Over time, the benefits will be accruing to consumers – if an Eastern Shore driver goes 20,000 miles a year in a truck that gets 20 miles per gallon, spending $1 less a gallon for a year is equivalent to a $1,000 annual raise that’s tax free. On the other hand, this decline in prices is thwarting the state of Maryland’s scheme to take more out of our pockets by increasing the sales tax on gas, because as I noted a few days back their 8 cents per gallon projected revenue is sinking closer to a nickel. Luckily, the state government over the next four years will desperately try not to confiscate any more revenue from working folks like us thanks to the recent election, and this tailwind could help Governor-elect Hogan address the state’s structural deficit through a modest increase in economic activity.
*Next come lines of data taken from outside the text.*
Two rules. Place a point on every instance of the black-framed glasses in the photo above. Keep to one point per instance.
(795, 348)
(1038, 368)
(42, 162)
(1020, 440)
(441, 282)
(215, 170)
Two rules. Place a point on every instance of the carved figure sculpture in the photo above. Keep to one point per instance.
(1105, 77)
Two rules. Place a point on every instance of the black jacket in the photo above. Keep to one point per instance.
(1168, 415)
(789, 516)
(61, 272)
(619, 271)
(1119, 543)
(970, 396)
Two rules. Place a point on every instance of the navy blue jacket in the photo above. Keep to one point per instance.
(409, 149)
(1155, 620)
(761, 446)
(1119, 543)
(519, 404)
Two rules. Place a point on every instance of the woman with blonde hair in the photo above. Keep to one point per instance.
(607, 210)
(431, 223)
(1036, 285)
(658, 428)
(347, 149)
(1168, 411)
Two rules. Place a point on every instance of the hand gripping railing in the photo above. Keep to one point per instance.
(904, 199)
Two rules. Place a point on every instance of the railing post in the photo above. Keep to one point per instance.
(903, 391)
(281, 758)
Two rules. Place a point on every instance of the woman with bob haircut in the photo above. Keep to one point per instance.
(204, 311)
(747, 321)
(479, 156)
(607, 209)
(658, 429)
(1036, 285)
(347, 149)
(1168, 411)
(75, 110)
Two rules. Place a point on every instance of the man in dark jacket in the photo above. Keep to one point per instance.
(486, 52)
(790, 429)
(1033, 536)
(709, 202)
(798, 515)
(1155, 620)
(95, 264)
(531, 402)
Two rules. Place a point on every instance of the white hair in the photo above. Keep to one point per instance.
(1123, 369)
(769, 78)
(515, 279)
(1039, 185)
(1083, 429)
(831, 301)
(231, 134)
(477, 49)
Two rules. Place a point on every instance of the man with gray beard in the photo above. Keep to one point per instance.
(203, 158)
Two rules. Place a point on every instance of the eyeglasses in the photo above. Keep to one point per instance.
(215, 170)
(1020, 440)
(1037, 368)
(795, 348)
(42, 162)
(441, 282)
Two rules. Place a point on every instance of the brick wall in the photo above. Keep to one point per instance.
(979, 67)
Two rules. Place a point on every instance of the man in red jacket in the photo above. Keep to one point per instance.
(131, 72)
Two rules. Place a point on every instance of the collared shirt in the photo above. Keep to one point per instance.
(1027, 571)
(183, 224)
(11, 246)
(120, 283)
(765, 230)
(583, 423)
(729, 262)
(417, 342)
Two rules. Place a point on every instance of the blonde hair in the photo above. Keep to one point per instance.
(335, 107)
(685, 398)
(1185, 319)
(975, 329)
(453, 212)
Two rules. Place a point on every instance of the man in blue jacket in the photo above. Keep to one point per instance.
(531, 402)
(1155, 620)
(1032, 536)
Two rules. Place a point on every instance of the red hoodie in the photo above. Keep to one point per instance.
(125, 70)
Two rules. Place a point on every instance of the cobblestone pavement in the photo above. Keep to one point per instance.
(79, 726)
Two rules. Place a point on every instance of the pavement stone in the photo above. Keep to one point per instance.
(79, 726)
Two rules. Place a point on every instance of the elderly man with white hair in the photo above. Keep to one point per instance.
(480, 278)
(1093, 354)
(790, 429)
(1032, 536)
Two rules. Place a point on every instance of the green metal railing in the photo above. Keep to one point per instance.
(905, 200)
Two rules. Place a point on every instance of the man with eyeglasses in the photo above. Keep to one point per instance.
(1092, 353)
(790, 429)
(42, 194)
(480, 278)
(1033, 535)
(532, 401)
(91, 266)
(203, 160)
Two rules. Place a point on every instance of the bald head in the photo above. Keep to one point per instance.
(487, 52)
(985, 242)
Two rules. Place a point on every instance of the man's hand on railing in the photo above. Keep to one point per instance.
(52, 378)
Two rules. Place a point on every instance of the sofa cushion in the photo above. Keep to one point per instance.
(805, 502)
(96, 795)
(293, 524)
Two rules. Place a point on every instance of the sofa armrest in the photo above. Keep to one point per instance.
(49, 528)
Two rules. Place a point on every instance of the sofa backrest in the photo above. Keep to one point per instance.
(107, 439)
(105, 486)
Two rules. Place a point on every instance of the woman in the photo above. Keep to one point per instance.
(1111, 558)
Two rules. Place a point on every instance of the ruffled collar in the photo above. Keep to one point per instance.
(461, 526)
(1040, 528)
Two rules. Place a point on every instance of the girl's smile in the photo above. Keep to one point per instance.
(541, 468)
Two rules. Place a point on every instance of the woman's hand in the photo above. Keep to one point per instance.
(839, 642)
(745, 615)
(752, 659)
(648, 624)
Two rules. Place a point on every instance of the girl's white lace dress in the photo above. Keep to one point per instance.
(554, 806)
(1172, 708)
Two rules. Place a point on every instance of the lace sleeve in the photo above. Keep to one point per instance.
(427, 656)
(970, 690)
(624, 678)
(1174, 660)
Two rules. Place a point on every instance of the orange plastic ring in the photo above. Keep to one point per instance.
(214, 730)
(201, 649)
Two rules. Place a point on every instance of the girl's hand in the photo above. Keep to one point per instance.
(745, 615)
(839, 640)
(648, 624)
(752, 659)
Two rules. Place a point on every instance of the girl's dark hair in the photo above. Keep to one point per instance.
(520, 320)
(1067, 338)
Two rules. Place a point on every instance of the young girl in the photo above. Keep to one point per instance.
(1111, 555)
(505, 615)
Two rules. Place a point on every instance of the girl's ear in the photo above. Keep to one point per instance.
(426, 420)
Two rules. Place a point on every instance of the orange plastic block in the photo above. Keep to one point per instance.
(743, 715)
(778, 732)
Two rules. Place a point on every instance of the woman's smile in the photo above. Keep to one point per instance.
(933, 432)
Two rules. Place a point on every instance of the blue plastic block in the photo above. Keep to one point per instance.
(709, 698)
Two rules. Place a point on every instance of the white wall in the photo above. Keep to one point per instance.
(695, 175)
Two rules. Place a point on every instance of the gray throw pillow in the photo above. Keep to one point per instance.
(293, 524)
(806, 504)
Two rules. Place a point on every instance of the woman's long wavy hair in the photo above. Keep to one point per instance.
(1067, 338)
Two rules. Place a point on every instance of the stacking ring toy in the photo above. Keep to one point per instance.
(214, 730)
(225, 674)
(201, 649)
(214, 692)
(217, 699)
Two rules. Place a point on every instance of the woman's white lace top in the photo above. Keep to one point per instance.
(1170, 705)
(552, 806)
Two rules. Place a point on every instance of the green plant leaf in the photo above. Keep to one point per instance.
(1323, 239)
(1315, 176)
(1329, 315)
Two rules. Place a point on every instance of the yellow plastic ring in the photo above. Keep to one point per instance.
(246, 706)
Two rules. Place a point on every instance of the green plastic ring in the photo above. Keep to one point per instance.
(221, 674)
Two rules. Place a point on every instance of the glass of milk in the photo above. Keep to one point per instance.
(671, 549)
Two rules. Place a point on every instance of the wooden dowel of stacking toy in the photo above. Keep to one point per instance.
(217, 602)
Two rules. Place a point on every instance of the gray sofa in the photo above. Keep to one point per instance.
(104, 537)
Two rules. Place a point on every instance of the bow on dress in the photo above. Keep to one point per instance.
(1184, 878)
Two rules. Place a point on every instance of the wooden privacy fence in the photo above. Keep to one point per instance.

It’s doubtful that our prices will stay quite this low, for oil at $60 a barrel means our extraction with its price point that’s a little bit higher isn’t sustainable in the long term. But there is the chance that more practice with these unconventional techniques could drive down production costs to a point where our producers could prosper at that price or even below – if we could match the Saudis’ lower extraction cost we could wipe out the OPEC cartel once and for all.
So enjoy these low prices while they last. Hopefully, this modest economic bump will kickstart other sectors and bring us prosperity despite the best efforts of some in Washington – you know, the ones who try to take credit for this energy boom despite having little to do with it.